Angela Dippe comentou sobre o processo de atualização, afirmando que o letramento feminista foi uma constante no texto. Michele Muniz, que também é produtora do espetáculo, destacou que as mudanças surgiram a partir de diálogos entre o elenco e o diretor, permitindo que as atrizes compartilhassem suas experiências e visões sobre suas personagens.
Entre as mudanças mais discutidas esteve o final da personagem Agnes, interpretada por Nany People. A atriz expressou sua insatisfação com o desfecho original e insistiu na necessidade de modificá-lo. "Eu briguei muito. Briguei até o fundo para mudar o meu final.
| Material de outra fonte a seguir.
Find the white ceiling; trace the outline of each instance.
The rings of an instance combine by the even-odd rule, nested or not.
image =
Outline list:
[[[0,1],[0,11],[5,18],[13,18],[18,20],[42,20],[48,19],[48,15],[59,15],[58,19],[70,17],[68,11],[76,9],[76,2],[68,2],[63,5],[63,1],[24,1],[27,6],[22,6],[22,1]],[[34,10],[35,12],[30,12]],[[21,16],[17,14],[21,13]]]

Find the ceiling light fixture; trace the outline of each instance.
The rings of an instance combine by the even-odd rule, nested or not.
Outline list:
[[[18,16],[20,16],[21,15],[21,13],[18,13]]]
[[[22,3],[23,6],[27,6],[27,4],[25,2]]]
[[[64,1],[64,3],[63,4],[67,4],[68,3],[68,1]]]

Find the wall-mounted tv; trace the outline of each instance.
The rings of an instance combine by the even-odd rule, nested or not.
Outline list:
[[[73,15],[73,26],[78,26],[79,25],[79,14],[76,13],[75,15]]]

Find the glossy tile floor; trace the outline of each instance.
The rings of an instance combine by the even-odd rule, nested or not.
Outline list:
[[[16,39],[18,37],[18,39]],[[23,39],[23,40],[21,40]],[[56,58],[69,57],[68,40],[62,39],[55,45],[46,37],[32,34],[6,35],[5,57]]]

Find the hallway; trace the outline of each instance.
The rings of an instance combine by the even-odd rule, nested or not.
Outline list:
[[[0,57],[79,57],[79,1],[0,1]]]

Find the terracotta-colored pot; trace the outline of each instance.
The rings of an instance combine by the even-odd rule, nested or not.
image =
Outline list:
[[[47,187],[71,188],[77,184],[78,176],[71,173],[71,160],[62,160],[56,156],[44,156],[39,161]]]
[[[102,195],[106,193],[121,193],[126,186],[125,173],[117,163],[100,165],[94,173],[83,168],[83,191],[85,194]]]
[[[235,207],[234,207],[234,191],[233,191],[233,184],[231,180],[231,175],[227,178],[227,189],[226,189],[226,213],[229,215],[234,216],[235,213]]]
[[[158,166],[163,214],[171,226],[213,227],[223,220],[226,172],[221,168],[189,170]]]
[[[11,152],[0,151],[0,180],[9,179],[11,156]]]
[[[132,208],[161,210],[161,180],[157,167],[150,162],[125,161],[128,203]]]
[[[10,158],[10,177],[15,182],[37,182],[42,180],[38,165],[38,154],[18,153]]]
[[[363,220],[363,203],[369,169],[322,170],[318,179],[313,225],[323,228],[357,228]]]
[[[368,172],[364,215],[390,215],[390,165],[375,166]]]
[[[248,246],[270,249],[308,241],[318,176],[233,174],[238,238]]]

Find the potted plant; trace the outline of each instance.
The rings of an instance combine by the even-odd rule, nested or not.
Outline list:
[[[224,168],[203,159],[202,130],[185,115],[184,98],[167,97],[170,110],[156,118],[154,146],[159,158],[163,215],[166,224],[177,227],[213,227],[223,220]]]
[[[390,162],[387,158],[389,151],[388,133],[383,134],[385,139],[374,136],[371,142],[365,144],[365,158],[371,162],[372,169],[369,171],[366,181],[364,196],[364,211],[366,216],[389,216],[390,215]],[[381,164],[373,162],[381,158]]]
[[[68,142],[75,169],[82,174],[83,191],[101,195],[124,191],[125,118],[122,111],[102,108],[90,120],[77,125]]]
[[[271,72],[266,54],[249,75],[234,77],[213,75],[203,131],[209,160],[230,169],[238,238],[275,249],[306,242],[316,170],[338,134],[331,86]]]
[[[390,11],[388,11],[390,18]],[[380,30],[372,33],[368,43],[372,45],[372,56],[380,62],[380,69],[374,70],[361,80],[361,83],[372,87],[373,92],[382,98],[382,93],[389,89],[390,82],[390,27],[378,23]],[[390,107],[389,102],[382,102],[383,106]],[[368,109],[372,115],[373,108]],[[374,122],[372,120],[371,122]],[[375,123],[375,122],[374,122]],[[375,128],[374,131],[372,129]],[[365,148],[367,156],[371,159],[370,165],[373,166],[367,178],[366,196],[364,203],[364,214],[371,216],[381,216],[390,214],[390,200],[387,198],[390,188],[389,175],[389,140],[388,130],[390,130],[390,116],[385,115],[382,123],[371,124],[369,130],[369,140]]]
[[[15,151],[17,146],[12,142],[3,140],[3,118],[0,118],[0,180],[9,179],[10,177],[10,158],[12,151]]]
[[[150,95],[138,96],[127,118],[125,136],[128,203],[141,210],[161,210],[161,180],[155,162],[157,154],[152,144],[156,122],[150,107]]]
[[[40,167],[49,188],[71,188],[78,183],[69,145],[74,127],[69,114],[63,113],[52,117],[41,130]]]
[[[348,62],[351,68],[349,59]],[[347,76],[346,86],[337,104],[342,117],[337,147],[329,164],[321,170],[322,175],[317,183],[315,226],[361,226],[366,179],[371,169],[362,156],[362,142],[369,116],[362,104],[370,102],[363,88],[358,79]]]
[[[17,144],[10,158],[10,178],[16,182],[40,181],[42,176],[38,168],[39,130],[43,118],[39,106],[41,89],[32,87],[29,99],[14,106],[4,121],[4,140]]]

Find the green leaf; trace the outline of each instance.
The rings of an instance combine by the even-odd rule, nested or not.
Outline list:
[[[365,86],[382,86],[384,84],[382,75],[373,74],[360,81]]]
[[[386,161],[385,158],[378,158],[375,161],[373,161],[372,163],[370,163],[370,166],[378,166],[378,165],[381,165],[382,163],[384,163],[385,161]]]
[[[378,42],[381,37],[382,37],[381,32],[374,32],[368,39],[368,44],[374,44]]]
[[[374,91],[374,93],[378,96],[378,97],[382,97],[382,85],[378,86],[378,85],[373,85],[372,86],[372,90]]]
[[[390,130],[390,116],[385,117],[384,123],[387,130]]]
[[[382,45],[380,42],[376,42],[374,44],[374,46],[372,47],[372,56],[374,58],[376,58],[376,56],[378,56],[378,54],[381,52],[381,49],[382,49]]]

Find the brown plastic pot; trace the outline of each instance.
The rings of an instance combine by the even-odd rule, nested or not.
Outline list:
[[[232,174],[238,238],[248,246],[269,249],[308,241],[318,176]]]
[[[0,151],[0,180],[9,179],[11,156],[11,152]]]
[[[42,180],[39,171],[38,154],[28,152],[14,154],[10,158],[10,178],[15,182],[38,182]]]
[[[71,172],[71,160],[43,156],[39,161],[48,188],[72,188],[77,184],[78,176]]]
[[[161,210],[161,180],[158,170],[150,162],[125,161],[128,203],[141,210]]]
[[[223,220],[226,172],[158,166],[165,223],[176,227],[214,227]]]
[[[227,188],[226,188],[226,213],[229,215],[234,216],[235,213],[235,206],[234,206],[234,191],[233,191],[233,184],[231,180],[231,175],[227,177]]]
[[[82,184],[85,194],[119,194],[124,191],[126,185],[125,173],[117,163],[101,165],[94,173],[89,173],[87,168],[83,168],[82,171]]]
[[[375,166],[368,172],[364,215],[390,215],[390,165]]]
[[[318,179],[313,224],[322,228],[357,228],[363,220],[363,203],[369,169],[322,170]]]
O personagem no final terminava falando para o marido: 'eu te amo, eu te amo demais'. O que é isso? Como ama?", relatou Nany.
Carolina Stofella ressaltou que o processo de montagem foi marcado pela escuta e pela troca constante entre o elenco e a direção. A liberdade para que as artistas contribuíssem com suas visões sobre as personagens e sugerissem mudanças foi um aspecto valorizado por todas as atrizes envolvidas.
A amizade entre as atrizes também é um tema central em suas vidas fora dos palcos. Nany, Angela, Michele e Carolina formam grupos de amigas que se conheceram em diferentes etapas de suas vidas, desde a escola até a comunidade artística. Para elas, a peça enfatiza a força dos laços femininos.
Elas São de Matar combina humor e suspense, abordando assuntos sérios como golpistas, etarismo e relações tóxicas de maneira leve. Ao final do espetáculo, o que prevalece é a importância da amizade e a força das mulheres. Nany People atribui essa leveza ao trabalho de Dan Rosseto, que conseguiu apresentar temas contemporâneos de forma divertida.